Hoje com 89 anos, o homem que fundou a editora que marcaria a cultura portuguesa continua muito ativo. Organiza regularmente encontros e espetáculos no CCD Porto (Centro Cultural e Desportivo do Porto). Tem dois livros de poesia publicados. No início de outubro foi editado um disco com Arnaldo Trindade lendo os seus próprios poemas, tal como fizera com outros poetas em 1956, quando se lançou visionariamente no negócio dos discos.
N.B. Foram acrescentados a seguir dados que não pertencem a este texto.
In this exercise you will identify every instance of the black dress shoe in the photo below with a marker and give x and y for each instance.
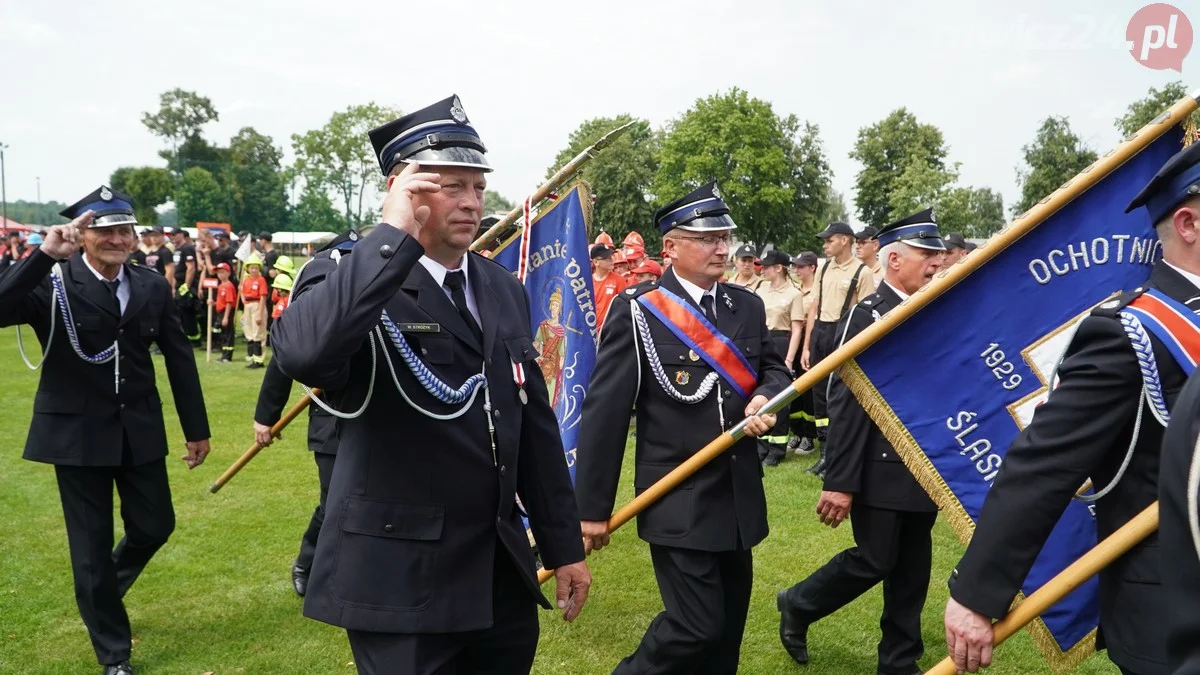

Como é que fez os discos Orfeu?
É interessantíssimo. Começou pela minha paixão por poesia e literatura. Estudei no Liceu Alexandre Herculano, no Porto, e tive professores que nos abriram a alma. Nas aulas punham-nos a recitar Pessoa. Um dos meus professores foi António Cobeira, que era poeta – tem coisas muito bonitas na [revista] Orpheu –, boxeur amador e pegador de touros. Falava-nos da geração de Orpheu e criou-nos uma paixão pela poesia. Houve outra pessoa importante, Alberto Uva, que foi meu professor particular de alemão e inglês. Era um bom poeta. Foi diretor do jornal O Primeiro de Janeiro e do Ateneu Comercial do Porto. Por causa disto tudo, o nosso grupo do liceu começou a falar de coisas de que normalmente os rapazes de 15 ou 16 anos não falavam. No Liceu fundou-se o Cineclube do Porto, o primeiro cineclube da Península. Estávamos inseridos numa coisa que não nos dizia nada, numa geração completamente amorfa. Não podíamos ler livros estrangeiros, não tínhamos acesso aos jornais, não nos deixavam conversar. Mesmo no [café] Majestic havia bufos da PIDE entre os criados. O meu pai tinha uma loja muito boa de eletrodomésticos, onde uma série de pessoas muito interessantes se juntava ao fim do dia, numa espécie de tertúlia. Ficava em frente ao Majestic. Eu ia para lá ao fim da tarde e conheci toda a gente, praticamente todos os grandes pintores da época.